FPÖ-Kunasek: Jubelmeldung von SPÖ-Sozialsprecherin Csörgits unangebracht

Bundesregierung sollte Feststellungen der Sozialpartner und anderer Experten ernst nehmen - Dem drohenden Facharbeitermangel muss endlich entgegengewirkt werden

Wien (OTS) - Der freiheitliche Lehrlingssprecher, NAbg. Mario Kunasek kommentiert die aktuellen Arbeitsmarktdaten für Jänner 2012:
"Für Lehrstellensuchende stellt sich die Situationen alles andere als positiv dar. Faktum ist, dass in den nächsten Jahren ein akuter Facharbeitermangel drohen wird, wenn nicht bald effiziente Maßnahmen gesetzt werden."

Österreichweit standen im Jänner 2012 5.103 Lehrstellensuchenden lediglich 3.206 offene Lehrstellen zur Verfügung. Bundesweit kamen somit rund 1,6 Lehrstellensuchende auf eine offene Stelle. "Diese Zahlen sind beunruhigend und zeigen auf, dass akuter Handlungsbedarf besteht", so Kunasek. "Wie die Sozialsprecherin der SPÖ, Renate Csörgits, richtig bemerkt, ist die Zahl der offenen Lehrstellen um 230 angestiegen. Csörgits übersieht aber: Auch die Zahl der Lehrstellensuchenden ist um 278 angestiegen. Jubelmeldungen sind also fehl am Platz, vor allem wenn man sich die besorgniserregenden Entwicklungen der letzten Jahre vor Augen hält."

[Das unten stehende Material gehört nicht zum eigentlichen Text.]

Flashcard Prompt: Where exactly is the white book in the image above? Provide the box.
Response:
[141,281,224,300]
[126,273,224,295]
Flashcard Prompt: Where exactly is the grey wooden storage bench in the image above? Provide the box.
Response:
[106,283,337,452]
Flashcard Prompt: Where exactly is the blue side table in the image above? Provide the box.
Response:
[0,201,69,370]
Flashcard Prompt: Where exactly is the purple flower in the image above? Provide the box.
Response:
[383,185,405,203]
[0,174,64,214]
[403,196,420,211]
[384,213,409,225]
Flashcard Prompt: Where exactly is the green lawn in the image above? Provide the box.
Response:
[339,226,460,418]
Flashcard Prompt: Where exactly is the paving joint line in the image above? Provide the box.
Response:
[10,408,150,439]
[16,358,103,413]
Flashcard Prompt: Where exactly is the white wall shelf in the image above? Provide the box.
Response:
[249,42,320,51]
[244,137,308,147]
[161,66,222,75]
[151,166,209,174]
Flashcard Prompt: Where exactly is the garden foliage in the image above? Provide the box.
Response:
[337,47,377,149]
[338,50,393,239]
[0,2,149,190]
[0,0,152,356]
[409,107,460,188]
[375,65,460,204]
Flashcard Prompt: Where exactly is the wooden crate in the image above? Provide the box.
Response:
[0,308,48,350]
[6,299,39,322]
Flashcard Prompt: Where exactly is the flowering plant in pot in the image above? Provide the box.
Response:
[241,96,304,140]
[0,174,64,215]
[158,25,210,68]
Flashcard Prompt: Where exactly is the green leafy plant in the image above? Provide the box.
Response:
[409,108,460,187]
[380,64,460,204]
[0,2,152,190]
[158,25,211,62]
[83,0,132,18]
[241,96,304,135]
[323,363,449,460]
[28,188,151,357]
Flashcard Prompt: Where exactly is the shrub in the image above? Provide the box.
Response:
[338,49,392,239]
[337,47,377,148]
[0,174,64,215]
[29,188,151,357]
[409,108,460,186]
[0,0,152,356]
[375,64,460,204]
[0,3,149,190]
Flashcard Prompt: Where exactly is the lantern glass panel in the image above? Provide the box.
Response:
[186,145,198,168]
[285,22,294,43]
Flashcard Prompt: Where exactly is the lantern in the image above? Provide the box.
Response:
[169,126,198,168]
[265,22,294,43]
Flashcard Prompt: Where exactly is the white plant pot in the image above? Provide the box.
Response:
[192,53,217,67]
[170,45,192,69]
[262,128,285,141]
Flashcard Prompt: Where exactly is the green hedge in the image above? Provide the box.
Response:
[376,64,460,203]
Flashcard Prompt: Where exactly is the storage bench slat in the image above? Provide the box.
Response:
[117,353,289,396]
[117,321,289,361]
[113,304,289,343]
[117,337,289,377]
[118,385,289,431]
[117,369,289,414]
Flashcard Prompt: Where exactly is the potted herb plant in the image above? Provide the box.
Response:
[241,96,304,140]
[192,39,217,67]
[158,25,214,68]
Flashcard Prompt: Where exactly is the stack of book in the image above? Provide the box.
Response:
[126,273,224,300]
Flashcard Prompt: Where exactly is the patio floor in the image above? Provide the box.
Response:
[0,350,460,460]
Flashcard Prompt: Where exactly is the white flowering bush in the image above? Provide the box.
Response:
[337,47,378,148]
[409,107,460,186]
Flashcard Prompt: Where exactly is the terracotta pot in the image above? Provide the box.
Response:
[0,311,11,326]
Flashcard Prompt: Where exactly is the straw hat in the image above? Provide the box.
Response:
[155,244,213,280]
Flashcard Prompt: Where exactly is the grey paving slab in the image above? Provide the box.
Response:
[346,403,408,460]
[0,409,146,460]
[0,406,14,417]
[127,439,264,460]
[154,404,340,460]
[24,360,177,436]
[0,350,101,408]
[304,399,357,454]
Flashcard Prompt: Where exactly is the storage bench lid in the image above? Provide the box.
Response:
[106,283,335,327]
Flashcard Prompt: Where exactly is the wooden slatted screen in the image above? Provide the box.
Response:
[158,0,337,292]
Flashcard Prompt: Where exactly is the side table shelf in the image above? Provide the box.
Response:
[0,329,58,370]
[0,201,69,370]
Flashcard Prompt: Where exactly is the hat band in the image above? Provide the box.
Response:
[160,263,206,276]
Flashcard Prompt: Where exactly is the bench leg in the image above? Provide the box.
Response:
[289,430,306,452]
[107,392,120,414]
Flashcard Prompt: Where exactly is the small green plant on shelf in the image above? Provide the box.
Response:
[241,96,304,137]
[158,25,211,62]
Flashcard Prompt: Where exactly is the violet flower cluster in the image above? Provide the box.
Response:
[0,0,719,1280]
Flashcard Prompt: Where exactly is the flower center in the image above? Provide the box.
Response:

Ein Blick in die Bundesländer gebe allen Grund zur Besorgnis. So kamen in Wien beispielsweise auf 1.508 Lehrstellensuchende im Jänner lediglich 373 offene Lehrstellen. Das bedeute, dass in Wien nur jeder vierte Lehrestellensuchende die Chance auf einen Ausbildungsplatz hat, betont der freiheitliche Lehrlingssprecher. In Niederösterreich kamen rund drei und in der Steiermark rund zwei Lehrstellensuchende auf eine offene Lehrstelle.

Auf Grund dieser Entwicklungen legt Kunasek erneut die freiheitlichen Forderungen dar: "Die Einführung des Blum-Bonus-Neu ist ein wichtiger Schritt, um die Lehrstellenlücke zu schließen." Der Blum-Bonus-Neu beruht im Wesentlichen auf drei Säulen: Einem "Treue-Bonus" für alle Unternehmen, die den Lehrlingsstand des Vorjahres Vorjahr aufrecht erhalten, einem "Zusätzlichkeits-Bonus" für alle Unternehmen, die zusätzliche Lehrlinge aufnehmen und damit ihren Lehrlingsstand gegenüber dem Vorjahr erhöhen und einem "Qualitäts-Bonus" für alle Lehrlinge, die nach dem zweiten Lehrjahr einen Qualifikationsnachweis erbringen. Als "äußerst erfreulichen Schritt" bezeichnet Kunasek das heute in Kärnten startende Projekt "Aktion + 1". Dabei wird die Aufnahme von zusätzlichen Lehrlingen in Kärntner Betrieben mit 1.000 Euro pro Lehrling gefördert, was gerade in Krisenzeiten einen wichtigen Impuls darstellt.